There is a back-and-forth movement which tells us that a human mind fragmented into regions of human study, such as religion and science and history, won’t be able to deal with the unity and coherence and completeness of Creation or even of simply this universe of concrete, thing-like being. In fact, such a mind won’t be able to deal with even the unity of a complex human community. Thus it is that the West has fragmented and begun a serious stage of an ongoing process of decay.
The above re-understanding of the decay of the West provides an answer to the oft-asked question: How is it that the Modern West has advanced so rapidly in science and mathematics while decaying so rapidly in moral order and social order and political order? The simple answer is: The Western Mind was fragmented and the individual minds in the scientific and mathematical fields remained energetic and adventurous while the minds in many fields such as philosophy and theology and (somewhat) in history and creative fiction settled down to travel ruts. The fields allied to human order in individuals and communities stagnated. This is the sort of thing which is likely to happen and we have no reason to believe that the minds devoted to mathematics and science will always be the minds which retain energy and good attitudes. In any case, with the radical separation between fields of human intellectual endeavor, the fields such as political philosophy or creative poetry or historical analysis which had stagnated weren’t able to draw upon the ideas and energy of the fields of intellectual endeavor which were doing better. This also led to further separation, to a quite understandable loss of respect for “soft” fields of human knowledge on the part of those thinkers in “hard” fields of human knowledge, especially quantitative fields.

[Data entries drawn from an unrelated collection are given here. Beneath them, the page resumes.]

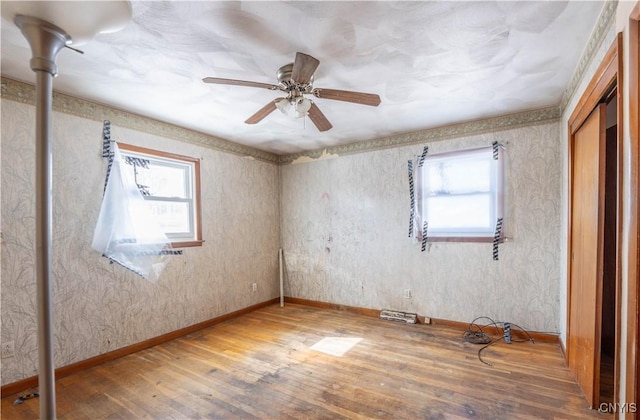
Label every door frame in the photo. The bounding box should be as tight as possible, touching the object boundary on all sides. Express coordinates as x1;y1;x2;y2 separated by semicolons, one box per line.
624;2;640;418
565;33;624;402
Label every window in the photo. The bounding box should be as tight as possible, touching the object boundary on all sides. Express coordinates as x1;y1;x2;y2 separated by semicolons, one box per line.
416;144;503;242
119;143;202;248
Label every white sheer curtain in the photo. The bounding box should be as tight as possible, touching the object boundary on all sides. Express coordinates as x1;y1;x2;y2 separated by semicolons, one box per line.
91;143;171;281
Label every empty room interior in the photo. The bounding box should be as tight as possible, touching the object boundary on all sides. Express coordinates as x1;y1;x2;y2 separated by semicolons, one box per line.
0;0;640;419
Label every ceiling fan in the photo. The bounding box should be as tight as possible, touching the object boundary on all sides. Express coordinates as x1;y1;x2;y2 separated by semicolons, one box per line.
202;52;380;131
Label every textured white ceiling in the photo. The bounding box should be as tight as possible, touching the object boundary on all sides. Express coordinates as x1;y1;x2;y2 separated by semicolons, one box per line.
0;1;604;154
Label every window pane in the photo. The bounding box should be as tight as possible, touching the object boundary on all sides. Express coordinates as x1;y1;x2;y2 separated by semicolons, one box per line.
136;160;190;198
426;153;491;195
426;194;495;232
147;200;192;235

This general process of decay, seen from the viewpoint of a decay in literacy and literate styles of reasoning and knowing, is described brilliantly in Jacques Barzun’s magnum opus: From Dawn to Decadence: 1500 to the Present. Without claiming Professor Barzun would agree with all I’ve done, I’ve added a theory of being to the critical apparatus he developed to understand this decay of the West—fundamentally, a decay of the Western mind and of Western human being.